Prise en Charge Thérapeutique Initiale
Suspicion de Purpura Fulminans
En cas de suspicion de purpura fulminans, le tableau clinique associe un purpura extensif comportant au moins un élément nécrotique ou ecchymotique de plus de 3 mm de diamètre, ne s'effaçant pas à la vitropression, et un syndrome infectieux sévère non attribué à une autre étiologie. Les lésions doivent être entourées au feutre pour évaluer leur évolution. Après une antibiothérapie probabiliste préhospitalière (ceftriaxone 1 à 2 g IV ou IM ou céfotaxime 1 g IV ou IM), le patient doit être transféré d'urgence dans une unité de soins intensifs par une équipe médicalisée (Samu).
Antibiothérapie Empirique
Le choix de l'antibiothérapie dépend de la présence ou non de signes de gravité : purpura fulminans, coma, convulsions, tension artérielle < 90 mmHg, polypnée > 30/min. Dans tous les autres cas, différentes règles de décision ont été proposées. Si le doute sur une cause bactérienne persiste, une antibiothérapie adaptée doit être débutée.
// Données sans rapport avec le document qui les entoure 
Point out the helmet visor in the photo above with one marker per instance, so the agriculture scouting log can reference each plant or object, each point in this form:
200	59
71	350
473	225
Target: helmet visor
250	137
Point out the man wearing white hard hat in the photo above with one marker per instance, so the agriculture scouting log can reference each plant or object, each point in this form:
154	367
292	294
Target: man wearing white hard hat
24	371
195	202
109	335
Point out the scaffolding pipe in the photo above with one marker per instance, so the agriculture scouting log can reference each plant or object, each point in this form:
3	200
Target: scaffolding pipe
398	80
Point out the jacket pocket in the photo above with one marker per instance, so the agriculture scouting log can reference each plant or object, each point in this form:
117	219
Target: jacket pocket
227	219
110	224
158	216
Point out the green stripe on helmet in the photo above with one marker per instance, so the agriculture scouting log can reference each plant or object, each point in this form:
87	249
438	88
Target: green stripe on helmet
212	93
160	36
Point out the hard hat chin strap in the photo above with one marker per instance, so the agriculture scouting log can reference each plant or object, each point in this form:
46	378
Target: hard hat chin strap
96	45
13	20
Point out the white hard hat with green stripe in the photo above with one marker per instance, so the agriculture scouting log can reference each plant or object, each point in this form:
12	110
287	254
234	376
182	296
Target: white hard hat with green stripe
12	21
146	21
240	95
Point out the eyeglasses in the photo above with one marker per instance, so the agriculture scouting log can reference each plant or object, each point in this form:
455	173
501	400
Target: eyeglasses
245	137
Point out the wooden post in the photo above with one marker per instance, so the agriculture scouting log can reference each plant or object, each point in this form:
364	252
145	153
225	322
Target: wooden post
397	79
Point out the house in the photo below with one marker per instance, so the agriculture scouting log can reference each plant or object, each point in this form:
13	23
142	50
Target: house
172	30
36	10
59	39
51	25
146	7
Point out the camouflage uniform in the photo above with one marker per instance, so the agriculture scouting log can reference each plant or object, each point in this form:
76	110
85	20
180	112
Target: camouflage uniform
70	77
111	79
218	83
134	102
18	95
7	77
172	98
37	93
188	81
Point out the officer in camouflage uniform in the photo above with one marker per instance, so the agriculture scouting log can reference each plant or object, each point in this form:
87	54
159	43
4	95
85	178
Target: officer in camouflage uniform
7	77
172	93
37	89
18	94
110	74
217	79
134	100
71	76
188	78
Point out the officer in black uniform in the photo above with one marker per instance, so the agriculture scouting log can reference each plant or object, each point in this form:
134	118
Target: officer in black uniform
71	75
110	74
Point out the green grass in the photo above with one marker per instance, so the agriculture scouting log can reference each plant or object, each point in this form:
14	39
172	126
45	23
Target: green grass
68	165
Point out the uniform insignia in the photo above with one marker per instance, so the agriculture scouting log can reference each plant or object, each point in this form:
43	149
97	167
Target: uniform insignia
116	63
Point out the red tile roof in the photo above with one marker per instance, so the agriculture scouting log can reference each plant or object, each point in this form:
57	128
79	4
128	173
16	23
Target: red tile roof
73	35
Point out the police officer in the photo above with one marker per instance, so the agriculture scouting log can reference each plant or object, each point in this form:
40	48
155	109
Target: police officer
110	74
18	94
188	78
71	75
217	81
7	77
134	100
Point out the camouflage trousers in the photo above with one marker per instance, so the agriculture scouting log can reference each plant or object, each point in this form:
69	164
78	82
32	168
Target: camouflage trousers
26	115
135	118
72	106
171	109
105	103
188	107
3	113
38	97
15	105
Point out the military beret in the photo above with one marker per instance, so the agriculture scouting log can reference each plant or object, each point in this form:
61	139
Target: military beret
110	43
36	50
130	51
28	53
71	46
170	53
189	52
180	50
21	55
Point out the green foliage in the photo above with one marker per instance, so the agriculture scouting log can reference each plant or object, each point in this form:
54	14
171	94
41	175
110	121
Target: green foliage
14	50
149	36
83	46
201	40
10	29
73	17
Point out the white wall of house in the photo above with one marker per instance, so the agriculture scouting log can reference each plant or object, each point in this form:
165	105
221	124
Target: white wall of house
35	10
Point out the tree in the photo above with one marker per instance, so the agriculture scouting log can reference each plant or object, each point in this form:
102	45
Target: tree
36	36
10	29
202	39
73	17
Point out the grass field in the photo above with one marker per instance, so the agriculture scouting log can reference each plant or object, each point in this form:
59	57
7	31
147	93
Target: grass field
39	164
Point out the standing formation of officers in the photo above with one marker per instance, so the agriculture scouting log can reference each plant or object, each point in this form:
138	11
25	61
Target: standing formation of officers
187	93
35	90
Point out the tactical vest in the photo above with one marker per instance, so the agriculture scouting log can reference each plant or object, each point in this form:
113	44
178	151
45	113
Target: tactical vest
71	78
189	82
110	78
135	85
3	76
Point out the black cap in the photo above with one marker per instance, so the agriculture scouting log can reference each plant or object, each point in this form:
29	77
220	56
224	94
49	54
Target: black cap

Le traitement initial de référence de la méningite à pneumocoque est une céphalosporine de 3e génération : céfotaxime (300 mg/kg par jour en 4 perfusions ou en continu) ou ceftriaxone (100 mg/kg par jour en 1 ou 2 perfusions).
Corticothérapie
Un traitement par dexaméthasone est recommandé immédiatement avant, ou de façon concomitante à la 1re injection d'antibiotique. En revanche, si le patient est traité par une autre famille d'antibiotiques, un traitement prophylactique complémentaire par rifampicine pendant 2 jours doit lui être administré dès qu'il est en état de le prendre per os.
Suspicion d'Encéphalite Herpétique
Devant une méningite à liquide clair avec des signes de gravité (troubles de conscience, convulsions, et a fortiori signes de localisation), le diagnostic d'encéphalite herpétique doit être évoqué. La suspicion de ce diagnostic impose, outre les examens de confirmation, un traitement probabiliste par l'aciclovir IV à la posologie de 10 mg/kg 3 fois par jour, pour une durée de 10 jours.